Lorsque, plus tard, sa mère et Tristan rentrèrent, elle leur fit part de ses théories. Ils l'écoutèrent jusqu'au bout, mais Alice voyait qu'ils ne partageaient pas son enthousiasme. Cependant, elle ne les laisserait pas la démotiver.
— Écoute Alice, ce serait merveilleux si ça pouvait être vrai, commença Hélène, mais toutes nos études démontrent que l'espèce est disparue depuis des millions d'années.
— Pourtant, si tu regardes mes notes, tu verras que mon hypothèse est tout à fait réaliste, plaida la jeune fille.
— Ta mère a raison, intervint Tristan, ce n'est pas possible qu'ils aient pu survivre après tant d'années et tant de changements. La planète et la biosphère n'est plus la même. Tout comme les dinosaures se sont éteints suite à l'ère glaciaire, tout comme de nombreuses espèces n'ont pas su s'adapter aux changements climatiques, cette espèce n'a pas pu survivre.
— L'homme a bien survécu à plusieurs périodes glacières, continua Alice. Il n'y a pas de raison que ça ne soit pas le cas de cette espèce. Et puis on ne pourrait pas la nommer ? Ça faciliterait les choses.
— Mais l'homme est toujours sur Terre. Il y a des périodes glacières environ tout les 10 000 ans. Nous parlons d'une espèce de plusieurs millions d'années, comment veux-tu qu'elle se soit adaptée à tant de changements ?
— Ce n'est pas parce qu'on ne les voit pas qu'ils ne sont pas là ! Et bon sang, trouvons-leur un nom !

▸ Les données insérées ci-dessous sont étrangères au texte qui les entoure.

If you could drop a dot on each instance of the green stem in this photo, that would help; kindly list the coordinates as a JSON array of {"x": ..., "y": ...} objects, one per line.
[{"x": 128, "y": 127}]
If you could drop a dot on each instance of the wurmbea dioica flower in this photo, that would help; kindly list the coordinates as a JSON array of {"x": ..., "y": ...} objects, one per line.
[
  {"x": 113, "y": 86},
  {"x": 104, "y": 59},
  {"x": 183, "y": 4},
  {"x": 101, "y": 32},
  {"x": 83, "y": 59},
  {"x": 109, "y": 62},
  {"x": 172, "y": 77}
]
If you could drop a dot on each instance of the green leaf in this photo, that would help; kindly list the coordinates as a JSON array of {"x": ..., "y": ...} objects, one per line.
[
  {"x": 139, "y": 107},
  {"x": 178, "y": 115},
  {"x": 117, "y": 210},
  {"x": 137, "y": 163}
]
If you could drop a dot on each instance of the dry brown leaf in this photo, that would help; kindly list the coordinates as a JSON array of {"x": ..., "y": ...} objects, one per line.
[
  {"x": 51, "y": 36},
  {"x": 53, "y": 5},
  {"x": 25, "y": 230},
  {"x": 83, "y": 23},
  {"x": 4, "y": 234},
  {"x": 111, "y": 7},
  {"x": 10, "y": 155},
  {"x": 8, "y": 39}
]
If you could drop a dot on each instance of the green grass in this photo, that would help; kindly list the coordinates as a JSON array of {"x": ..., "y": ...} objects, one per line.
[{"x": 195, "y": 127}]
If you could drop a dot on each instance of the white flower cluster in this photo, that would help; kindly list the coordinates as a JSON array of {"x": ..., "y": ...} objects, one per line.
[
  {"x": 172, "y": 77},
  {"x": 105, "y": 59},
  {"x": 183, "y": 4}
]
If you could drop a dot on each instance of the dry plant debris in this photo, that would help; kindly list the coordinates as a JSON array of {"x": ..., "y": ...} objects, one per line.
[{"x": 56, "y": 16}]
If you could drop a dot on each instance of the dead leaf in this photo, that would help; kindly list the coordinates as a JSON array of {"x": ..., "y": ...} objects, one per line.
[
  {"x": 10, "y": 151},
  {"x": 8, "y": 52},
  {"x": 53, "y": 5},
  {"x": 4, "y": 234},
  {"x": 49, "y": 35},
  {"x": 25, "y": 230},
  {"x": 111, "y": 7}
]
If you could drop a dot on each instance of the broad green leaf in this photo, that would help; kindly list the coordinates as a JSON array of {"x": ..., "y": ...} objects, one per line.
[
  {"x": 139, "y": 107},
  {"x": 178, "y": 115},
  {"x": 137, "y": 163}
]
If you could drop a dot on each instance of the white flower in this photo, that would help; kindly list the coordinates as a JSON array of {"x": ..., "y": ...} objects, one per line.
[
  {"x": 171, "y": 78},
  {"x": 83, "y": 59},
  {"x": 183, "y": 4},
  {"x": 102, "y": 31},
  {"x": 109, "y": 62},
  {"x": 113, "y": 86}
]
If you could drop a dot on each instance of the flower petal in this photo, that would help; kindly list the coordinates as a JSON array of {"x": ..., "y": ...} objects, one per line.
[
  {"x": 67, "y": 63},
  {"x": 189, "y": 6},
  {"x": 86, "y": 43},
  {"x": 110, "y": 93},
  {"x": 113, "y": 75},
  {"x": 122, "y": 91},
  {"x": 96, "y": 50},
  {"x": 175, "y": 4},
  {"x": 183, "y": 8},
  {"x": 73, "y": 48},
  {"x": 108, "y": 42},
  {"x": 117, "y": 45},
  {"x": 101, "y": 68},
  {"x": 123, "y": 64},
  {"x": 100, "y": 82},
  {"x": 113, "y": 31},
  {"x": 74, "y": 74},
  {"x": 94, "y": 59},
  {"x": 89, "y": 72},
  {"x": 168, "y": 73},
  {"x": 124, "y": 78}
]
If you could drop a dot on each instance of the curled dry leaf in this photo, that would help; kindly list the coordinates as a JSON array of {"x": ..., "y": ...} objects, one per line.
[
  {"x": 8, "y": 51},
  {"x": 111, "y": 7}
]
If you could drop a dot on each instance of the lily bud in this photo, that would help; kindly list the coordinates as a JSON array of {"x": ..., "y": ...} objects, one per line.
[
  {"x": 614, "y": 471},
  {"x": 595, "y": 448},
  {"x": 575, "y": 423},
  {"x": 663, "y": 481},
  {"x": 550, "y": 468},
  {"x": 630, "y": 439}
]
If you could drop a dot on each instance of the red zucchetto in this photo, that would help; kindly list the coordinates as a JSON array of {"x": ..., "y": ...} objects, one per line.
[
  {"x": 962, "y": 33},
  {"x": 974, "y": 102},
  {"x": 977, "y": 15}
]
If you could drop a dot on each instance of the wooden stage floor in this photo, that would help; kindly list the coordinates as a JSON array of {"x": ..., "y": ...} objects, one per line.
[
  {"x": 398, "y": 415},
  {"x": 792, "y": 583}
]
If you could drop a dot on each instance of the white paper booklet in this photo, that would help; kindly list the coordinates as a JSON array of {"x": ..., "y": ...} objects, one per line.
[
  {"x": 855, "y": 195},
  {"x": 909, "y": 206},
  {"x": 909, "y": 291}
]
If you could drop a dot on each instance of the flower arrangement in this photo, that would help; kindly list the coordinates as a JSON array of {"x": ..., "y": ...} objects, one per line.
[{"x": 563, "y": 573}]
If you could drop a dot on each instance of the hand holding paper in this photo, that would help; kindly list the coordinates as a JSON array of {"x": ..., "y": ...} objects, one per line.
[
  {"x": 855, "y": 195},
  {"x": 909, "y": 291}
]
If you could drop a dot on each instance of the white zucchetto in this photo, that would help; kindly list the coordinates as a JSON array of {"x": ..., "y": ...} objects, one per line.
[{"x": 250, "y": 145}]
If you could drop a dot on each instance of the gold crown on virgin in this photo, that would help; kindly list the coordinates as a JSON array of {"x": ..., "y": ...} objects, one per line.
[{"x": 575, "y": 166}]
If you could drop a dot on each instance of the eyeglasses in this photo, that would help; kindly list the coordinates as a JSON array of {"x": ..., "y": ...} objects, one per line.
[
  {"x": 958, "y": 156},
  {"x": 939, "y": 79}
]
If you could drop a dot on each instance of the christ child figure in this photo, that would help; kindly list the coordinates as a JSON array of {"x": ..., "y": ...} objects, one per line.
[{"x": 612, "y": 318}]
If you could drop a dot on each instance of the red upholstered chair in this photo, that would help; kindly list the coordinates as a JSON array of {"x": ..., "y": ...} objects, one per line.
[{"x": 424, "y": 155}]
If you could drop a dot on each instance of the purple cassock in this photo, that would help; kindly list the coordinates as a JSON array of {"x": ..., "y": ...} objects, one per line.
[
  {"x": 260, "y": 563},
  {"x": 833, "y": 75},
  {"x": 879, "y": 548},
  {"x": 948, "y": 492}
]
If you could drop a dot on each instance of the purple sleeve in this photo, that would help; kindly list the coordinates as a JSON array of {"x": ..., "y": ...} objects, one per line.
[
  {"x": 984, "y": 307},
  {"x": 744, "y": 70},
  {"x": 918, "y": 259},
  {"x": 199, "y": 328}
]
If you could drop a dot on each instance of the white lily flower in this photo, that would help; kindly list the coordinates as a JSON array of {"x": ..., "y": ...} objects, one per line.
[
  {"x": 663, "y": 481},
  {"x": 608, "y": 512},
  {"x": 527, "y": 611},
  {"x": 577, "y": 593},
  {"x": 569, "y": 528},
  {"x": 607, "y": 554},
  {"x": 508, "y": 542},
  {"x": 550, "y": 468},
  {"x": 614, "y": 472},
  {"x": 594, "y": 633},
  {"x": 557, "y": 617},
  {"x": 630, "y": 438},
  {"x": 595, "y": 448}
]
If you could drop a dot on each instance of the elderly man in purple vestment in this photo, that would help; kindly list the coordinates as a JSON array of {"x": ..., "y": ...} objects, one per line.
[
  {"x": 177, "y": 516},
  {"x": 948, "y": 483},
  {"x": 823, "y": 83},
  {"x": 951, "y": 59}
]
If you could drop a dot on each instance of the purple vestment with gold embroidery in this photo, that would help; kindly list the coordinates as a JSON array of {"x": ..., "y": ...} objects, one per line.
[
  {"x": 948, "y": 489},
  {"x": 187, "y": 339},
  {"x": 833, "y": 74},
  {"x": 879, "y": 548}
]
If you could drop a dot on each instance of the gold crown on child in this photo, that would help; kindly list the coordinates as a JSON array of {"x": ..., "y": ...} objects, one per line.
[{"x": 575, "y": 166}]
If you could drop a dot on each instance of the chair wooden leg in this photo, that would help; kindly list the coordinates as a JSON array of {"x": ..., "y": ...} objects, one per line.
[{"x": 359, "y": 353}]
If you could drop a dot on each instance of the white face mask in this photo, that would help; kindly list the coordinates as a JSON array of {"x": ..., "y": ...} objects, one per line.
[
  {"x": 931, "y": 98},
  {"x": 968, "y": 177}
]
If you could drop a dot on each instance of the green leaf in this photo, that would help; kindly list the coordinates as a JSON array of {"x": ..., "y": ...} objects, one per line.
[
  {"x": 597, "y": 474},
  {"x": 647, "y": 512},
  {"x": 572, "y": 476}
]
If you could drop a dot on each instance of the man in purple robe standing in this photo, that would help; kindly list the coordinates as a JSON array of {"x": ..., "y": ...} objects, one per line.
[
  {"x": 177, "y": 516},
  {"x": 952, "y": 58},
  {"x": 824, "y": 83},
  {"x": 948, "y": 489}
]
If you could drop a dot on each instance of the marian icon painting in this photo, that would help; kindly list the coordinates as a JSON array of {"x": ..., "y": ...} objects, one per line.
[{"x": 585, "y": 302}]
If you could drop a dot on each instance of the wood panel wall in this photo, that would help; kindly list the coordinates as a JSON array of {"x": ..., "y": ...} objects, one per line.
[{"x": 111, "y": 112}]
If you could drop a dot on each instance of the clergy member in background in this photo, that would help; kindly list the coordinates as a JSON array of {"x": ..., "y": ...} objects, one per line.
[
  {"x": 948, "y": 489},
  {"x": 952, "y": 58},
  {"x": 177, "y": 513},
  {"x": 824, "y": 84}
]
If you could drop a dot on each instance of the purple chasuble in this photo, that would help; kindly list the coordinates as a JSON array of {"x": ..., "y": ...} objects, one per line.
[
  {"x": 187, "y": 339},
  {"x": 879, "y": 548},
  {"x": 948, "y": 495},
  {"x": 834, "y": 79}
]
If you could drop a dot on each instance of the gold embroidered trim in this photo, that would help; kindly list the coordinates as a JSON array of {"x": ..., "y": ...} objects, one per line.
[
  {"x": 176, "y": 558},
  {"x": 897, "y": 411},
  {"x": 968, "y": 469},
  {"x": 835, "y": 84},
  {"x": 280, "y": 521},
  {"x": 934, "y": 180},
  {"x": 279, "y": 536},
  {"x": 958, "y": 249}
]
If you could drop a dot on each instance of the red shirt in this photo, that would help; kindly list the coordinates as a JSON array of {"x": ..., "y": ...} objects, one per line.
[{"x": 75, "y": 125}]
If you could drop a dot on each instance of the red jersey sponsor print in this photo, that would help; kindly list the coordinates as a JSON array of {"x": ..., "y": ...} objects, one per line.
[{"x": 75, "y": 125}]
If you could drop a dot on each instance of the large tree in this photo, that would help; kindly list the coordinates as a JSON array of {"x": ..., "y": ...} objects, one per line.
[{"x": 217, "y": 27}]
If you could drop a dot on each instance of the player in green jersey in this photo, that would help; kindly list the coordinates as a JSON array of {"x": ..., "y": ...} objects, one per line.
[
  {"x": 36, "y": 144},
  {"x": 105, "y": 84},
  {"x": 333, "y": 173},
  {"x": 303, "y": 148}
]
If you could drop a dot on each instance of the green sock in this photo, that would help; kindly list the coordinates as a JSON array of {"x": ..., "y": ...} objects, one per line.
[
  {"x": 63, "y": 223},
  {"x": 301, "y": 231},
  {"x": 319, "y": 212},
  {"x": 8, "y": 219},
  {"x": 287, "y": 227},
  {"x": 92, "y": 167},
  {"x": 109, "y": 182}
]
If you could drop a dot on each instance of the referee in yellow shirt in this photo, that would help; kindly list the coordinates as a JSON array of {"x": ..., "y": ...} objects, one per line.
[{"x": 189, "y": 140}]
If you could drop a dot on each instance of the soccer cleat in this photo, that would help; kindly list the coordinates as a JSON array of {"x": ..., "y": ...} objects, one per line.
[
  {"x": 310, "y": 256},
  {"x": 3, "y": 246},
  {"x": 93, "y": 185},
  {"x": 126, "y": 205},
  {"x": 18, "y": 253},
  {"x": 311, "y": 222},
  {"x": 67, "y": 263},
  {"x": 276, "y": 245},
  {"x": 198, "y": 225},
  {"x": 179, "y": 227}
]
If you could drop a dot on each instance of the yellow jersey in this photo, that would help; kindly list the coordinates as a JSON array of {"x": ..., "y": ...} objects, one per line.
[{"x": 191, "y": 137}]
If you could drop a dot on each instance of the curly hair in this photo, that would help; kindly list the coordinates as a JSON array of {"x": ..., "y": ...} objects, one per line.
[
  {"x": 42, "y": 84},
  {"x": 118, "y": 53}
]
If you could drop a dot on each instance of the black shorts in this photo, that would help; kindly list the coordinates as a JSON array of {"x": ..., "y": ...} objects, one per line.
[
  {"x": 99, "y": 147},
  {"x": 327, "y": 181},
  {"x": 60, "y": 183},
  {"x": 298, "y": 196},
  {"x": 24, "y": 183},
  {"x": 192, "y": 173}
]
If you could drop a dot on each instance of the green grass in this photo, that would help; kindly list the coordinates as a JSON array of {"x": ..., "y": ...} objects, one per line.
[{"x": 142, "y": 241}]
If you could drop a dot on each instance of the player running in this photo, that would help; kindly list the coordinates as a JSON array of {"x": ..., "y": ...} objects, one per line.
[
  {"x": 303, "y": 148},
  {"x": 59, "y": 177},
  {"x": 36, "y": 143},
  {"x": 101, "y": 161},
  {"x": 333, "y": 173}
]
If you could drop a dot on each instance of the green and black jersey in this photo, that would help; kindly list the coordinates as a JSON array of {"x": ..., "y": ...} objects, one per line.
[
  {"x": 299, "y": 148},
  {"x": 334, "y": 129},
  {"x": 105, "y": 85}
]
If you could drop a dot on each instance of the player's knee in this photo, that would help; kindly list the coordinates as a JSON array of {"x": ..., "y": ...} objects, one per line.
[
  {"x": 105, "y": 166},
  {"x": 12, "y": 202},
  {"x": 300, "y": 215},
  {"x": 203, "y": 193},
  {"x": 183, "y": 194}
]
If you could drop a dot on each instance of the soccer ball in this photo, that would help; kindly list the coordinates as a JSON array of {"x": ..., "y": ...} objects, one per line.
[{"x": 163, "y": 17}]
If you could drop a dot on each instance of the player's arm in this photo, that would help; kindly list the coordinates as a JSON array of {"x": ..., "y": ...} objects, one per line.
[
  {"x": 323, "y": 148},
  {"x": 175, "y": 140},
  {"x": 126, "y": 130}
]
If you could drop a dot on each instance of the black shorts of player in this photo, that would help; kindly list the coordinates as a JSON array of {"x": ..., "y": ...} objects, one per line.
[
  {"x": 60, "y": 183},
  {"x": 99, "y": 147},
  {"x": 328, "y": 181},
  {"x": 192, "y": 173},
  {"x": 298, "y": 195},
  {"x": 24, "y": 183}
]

— On ne peut pas les nommer avant de les avoir découvert. On ne sait même pas à quoi ils ressemblent, la contredit sa mère.
— Alors si on ne les trouve jamais, ils n'auront jamais de nom ? C'est idiot.
Alice décida de couper cours à la conversation et quitta la pièce, laissant ses notes sur place. Tout ce travail jeté aux ordures. Ils la traitaient comme si elle était une petite fille rêveuse. Personne n'avait plus les pieds sur terre qu'elle. Ce comportement la mettait hors d'elle. Après tout, sa théorie s'appuyait sur des faits, des recherches, des expériences. Elle ne la sortait pas de son imagination. Mais que pouvait-elle bien faire, maintenant qu'ils ne voulaient pas la croire ? Abandonner son hypothèse ? Ou bien poursuivre ses recherches jusqu'à prouver la véracité de ses dires ? Dans ce cas-là, la meilleure chose à faire était de trouver une bonne fois pour toute cette espèce. Mais avant ça, elle devait leur trouver un nom.